Problem with Python environment and Slurm (srun/sbatch)

5.6k views Asked by At

I'm running into a problem when I try to setup a virtual environment on Ubuntu, using "virtualenv --system-site-packages myenv", and trying to run my python script with slurm (srun/sbatch)

Although I have run my code without problem in the past, at this point i'm getting an "ModuleNotFoundError" when trying to run with my environment activated (source ./myenv/bin/activate)

I noticed that although I can run "python foo.py" normally with my current environment activated, "srun python foo.py" fails. In fact, by printint sys.version, I can see that the python version running with srun is different from the python command withour srun, which tells me that the environment is changed (and thus cannot find my packages). "srun python --version" also confirms this.

Has anyone had a similar problem?

Thanks

2

There are 2 answers

0
Marcus Boden On

The python environment is set via environment variables and Slurm does not always carry your current environment into your job.
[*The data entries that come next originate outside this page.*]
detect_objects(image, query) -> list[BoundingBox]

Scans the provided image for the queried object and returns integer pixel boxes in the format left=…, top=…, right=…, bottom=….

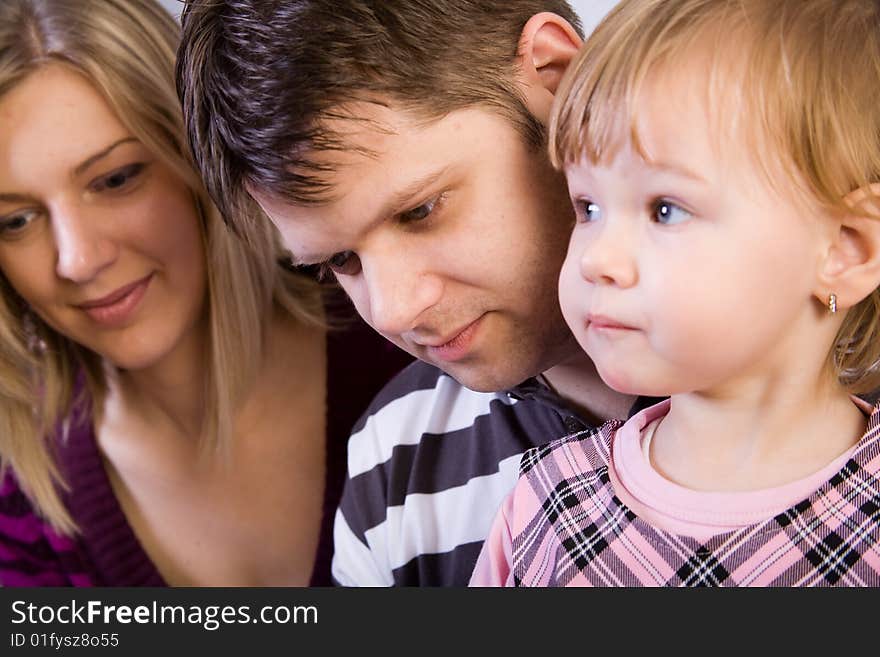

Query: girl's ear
left=516, top=11, right=583, bottom=125
left=815, top=184, right=880, bottom=310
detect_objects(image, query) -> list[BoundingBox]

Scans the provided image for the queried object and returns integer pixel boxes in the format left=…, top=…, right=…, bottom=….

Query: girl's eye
left=0, top=210, right=38, bottom=235
left=89, top=162, right=146, bottom=192
left=400, top=196, right=440, bottom=223
left=651, top=201, right=693, bottom=226
left=321, top=251, right=361, bottom=278
left=575, top=200, right=602, bottom=223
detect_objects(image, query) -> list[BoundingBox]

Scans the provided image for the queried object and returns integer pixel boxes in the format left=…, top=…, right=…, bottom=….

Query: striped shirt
left=496, top=408, right=880, bottom=586
left=332, top=362, right=652, bottom=586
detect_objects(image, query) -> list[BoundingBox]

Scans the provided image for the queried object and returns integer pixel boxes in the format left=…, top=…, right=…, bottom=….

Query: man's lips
left=416, top=315, right=484, bottom=362
left=76, top=274, right=152, bottom=310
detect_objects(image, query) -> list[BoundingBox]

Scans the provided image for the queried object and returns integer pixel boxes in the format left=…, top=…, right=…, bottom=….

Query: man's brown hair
left=177, top=0, right=580, bottom=235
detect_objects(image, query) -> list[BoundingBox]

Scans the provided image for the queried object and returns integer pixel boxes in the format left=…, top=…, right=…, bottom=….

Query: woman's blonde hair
left=549, top=0, right=880, bottom=394
left=0, top=0, right=322, bottom=533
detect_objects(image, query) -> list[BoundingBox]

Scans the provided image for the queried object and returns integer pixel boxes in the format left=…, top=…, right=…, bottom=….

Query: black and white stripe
left=333, top=362, right=585, bottom=586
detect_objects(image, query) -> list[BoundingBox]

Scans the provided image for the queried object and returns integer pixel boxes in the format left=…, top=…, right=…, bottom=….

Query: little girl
left=471, top=0, right=880, bottom=586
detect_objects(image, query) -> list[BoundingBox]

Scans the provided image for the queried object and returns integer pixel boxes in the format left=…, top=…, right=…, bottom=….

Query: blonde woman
left=0, top=0, right=405, bottom=586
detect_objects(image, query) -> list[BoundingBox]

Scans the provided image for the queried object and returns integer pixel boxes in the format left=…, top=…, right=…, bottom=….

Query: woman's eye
left=575, top=200, right=602, bottom=223
left=324, top=251, right=361, bottom=276
left=651, top=201, right=693, bottom=226
left=89, top=162, right=145, bottom=192
left=400, top=197, right=439, bottom=223
left=0, top=210, right=38, bottom=235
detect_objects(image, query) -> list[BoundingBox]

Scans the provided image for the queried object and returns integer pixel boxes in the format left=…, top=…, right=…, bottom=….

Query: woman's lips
left=78, top=274, right=153, bottom=326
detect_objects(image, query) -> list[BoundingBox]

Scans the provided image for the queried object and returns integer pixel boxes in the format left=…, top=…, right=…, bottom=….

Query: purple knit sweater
left=0, top=312, right=411, bottom=586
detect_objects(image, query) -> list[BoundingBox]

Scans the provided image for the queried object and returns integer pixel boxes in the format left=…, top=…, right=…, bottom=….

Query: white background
left=161, top=0, right=617, bottom=33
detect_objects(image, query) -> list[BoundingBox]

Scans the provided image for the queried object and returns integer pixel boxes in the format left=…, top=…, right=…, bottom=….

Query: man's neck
left=543, top=349, right=636, bottom=424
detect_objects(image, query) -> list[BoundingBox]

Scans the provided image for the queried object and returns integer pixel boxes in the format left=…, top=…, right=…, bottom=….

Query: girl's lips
left=585, top=315, right=637, bottom=331
left=79, top=274, right=153, bottom=327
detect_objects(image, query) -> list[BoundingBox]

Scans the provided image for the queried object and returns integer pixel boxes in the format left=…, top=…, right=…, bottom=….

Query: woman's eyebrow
left=73, top=137, right=137, bottom=176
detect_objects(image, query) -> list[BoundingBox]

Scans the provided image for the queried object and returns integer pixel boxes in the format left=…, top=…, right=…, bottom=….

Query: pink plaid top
left=471, top=407, right=880, bottom=586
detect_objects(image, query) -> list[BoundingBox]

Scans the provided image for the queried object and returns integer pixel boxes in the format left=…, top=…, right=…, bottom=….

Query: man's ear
left=516, top=11, right=583, bottom=125
left=816, top=184, right=880, bottom=310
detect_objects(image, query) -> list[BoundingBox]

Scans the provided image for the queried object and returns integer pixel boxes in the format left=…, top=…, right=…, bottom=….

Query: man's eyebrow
left=290, top=166, right=451, bottom=267
left=73, top=137, right=137, bottom=176
left=371, top=166, right=450, bottom=217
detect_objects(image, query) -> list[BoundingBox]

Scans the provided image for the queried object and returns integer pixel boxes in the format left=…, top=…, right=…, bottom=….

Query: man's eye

You can specify it with the --export option, e.g. with --export=ALL. This should be the default if nothing is specified, but your admins might have changed it via specific Slurm environment variables.

Another way around this would be to load the virtual environment in your jobscripts, if you use sbatch.

0
clgp On

I had a similar issue with Slurm Version 20.11.7
I had a virtual environment created with the systems python3, which was Python 3.6.8
When activating the venv on the logging-node calling an installed module worked fine, but from within the following shell script for example it did not and resulted in ModuleNotFound:

#!/bin/bash

#SBATCH --partition=gpu         #use GPU partition
#SBATCH --nodes=1               #number of nodes 
#SBATCH --gres=gpu:2            #number of GPUs per node 
#SBATCH --job-name=joeynmt_test
#SBATCH --mail-user=email
#SBATCH --mail-type=all
#SBATCH --ntasks=1
#SBATCH --mem=24G
#SBATCH --time=08:00:00
#SBATCH --qos=standard


source /home/.../bin/activate   #activate venv
python3 --version
which python3


python3 -m myModule

Calling python3 --version directly after activating the venv resulted in systems python and its location insted of the python from the venv

What worked for me was loading a newer Python version (module add Python/3.8.6-GCCcore-10.2.0) and then creating the venv and then accoringly in the shell script:

#!/bin/bash

#SBATCH --partition=gpu         #use GPU partition
#SBATCH --nodes=1               #number of nodes 
#SBATCH --gres=gpu:2            #number of GPUs per node 
#SBATCH --job-name=joeynmt_test
#SBATCH --mail-user=email
#SBATCH --mail-type=all
#SBATCH --ntasks=1
#SBATCH --mem=24G
#SBATCH --time=08:00:00
#SBATCH --qos=standard

module add Python/3.8.6-GCCcore-10.2.0

source /home/.../bin/activate   #activate venv
python3 --version
which python3


python3 -m myModule

Submitting this to Slurm with sbatch did not raise any erros and the venv was succesfully "transfered" to the worker node. Maybe helpful for others.